Summarize the SQL Language , SQL Standards and SQL Commands
02.06.2010 by admin - 0 CommentPosted in Oracle
Summarize the SQL Language
SQL is defined, developed, and controlled by international bodies. Oracle Corporation does not have to conform to the SQL standard but chooses to do so. The language itself can be thought as being very simple (there are only 16 commands), but in practice SQL coding can be phenomenally complicated. That is why a whole book is needed to cover the bare fundamentals.
SQL Standards
Structured Query Language (SQL) was first invented by an IBM research group in the ’70s, but in fact Oracle Corporation (then trading as Relational Software, Inc.) claims to have beaten IBM to market by a few weeks with the first commercial implementation: Oracle 2, released in 1979. Since then the language has evolved enormously and is no longer driven by any one organization. SQL is now an international standard. It is managed by committees from ISO and ANSI. ISO is the Organisation Internationale de Normalisation, based in Geneva; ANSI is the American National Standards Institute, based in Washington, DC. The two bodies cooperate, and their SQL standards are identical.
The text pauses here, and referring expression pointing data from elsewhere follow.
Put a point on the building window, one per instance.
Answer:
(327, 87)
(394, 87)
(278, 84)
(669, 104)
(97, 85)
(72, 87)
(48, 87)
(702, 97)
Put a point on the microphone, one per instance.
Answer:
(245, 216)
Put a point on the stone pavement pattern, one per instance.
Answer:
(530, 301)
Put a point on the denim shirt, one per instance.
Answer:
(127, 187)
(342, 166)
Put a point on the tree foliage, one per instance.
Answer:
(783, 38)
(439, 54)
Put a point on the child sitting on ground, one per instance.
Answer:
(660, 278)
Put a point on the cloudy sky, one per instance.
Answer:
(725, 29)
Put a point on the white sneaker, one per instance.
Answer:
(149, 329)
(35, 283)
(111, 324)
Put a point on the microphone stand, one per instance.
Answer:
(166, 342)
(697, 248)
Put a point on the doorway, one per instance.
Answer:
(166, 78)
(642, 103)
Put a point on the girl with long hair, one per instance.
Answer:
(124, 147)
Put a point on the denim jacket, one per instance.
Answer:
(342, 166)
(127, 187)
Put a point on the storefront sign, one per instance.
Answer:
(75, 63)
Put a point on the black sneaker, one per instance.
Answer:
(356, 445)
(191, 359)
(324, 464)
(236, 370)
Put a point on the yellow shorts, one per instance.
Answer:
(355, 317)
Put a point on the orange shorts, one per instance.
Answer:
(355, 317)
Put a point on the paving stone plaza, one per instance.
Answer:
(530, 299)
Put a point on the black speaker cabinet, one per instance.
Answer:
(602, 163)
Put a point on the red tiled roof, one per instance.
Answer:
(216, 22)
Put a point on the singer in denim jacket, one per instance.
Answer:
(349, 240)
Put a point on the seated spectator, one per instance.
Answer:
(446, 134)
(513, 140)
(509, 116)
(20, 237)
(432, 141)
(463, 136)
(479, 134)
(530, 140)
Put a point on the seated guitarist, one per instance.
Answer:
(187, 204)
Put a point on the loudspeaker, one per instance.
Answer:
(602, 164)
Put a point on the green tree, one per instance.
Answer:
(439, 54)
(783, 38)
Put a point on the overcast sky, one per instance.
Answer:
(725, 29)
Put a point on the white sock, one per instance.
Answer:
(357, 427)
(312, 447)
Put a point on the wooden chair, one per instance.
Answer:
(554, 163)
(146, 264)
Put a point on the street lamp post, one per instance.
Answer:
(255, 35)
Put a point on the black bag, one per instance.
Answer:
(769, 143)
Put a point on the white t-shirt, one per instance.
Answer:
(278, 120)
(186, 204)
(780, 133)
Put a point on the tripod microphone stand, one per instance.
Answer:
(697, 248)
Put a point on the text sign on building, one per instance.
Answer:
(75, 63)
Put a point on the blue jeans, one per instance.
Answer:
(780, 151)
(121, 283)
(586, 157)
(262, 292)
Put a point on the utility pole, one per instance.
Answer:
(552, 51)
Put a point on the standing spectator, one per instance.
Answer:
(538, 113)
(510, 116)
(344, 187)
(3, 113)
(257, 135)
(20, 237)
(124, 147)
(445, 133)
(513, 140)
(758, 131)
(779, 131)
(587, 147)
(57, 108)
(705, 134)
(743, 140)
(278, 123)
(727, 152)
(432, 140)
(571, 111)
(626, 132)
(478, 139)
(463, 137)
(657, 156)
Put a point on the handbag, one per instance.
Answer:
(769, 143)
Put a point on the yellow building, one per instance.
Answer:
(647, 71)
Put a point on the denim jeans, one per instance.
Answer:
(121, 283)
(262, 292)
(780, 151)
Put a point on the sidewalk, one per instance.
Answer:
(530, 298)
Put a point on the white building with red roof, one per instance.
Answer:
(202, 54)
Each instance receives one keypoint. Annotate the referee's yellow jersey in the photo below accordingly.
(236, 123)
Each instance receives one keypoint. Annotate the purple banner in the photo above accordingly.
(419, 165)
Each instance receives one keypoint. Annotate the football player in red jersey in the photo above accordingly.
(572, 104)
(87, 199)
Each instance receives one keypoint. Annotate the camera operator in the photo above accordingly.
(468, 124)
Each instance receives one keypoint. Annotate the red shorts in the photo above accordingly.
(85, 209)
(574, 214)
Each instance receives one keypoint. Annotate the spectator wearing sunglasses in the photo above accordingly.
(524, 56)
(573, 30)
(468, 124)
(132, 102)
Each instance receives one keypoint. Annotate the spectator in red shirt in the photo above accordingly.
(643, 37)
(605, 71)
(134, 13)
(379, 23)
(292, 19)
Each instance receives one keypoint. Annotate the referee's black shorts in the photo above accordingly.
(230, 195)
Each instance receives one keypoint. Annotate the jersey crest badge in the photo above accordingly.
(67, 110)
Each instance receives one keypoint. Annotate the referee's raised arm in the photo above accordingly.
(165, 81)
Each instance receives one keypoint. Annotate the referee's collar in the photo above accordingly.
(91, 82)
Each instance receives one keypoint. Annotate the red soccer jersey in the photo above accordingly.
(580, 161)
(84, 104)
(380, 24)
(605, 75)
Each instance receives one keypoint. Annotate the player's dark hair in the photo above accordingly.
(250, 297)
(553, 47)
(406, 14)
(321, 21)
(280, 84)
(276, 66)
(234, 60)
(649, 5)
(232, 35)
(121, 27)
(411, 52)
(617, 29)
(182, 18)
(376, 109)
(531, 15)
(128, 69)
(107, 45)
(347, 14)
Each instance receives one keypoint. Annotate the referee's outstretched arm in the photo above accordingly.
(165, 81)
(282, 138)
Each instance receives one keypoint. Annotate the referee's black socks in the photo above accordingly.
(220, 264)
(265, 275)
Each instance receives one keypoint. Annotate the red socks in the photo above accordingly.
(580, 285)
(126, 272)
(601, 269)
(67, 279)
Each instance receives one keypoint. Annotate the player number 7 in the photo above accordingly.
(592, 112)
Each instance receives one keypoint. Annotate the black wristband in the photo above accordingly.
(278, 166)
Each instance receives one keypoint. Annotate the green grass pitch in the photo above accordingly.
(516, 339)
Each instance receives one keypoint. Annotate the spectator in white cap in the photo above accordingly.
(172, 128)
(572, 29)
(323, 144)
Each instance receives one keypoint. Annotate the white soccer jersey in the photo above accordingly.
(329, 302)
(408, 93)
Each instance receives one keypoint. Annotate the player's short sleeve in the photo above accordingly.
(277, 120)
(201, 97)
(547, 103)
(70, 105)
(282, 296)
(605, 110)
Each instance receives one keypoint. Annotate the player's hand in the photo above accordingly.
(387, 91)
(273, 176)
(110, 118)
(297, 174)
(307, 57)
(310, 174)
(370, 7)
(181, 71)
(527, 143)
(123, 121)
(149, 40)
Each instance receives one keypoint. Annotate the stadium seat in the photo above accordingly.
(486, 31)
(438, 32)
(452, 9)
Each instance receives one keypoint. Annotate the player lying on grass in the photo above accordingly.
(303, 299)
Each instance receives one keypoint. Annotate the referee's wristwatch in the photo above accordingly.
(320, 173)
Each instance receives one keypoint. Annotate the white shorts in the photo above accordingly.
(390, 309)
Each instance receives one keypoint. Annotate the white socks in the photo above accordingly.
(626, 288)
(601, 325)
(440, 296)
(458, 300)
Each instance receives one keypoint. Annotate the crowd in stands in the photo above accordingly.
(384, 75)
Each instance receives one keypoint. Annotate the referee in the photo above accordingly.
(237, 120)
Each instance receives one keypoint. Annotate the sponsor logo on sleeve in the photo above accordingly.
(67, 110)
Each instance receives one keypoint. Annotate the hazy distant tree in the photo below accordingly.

Earlier releases of the Oracle database used an implementation of SQL that had some significant deviations from the standard. This was not because Oracle was being deliberately different: it was usually because Oracle implemented features that were ahead of the standard, and when the standard caught up, it used different syntax. An example is the outer join (detailed in Chapter 8), which Oracle implemented long before standard SQL; when standard SQL introduced an outer join, Oracle added support for the new join syntax while retaining support for its own proprietary syntax. Oracle Corporation ensures future compliance by inserting personnel onto the various ISO and ANSI committees and is now assisting with driving the SQL standard forward.
SQL Commands
These are the 16 SQL commands, separated into commonly used groups:The Data Manipulation Language (DML) commands:
SELECT
INSERT
UPDATE
DELETE
MERGE
The Data Definition Language (DDL) commands:
CREATE
ALTER
DROP
RENAME
TRUNCATE
COMMENT
The Data Control Language (DCL) commands:
GRANT
REVOKE
The Transaction Control Language (TCL) commands:
COMMIT
ROLLBACK
SAVEPOINT
The first command, SELECT, is the main subject of Chapters 2 through 9. The remaining DML commands are covered in Chapter 10, along with the TCL commands. DDL is detailed in Chapters 11 and 12. DCL, which has to do with security, is only briefly mentioned: it falls more into the domain of the database administrator than the developers.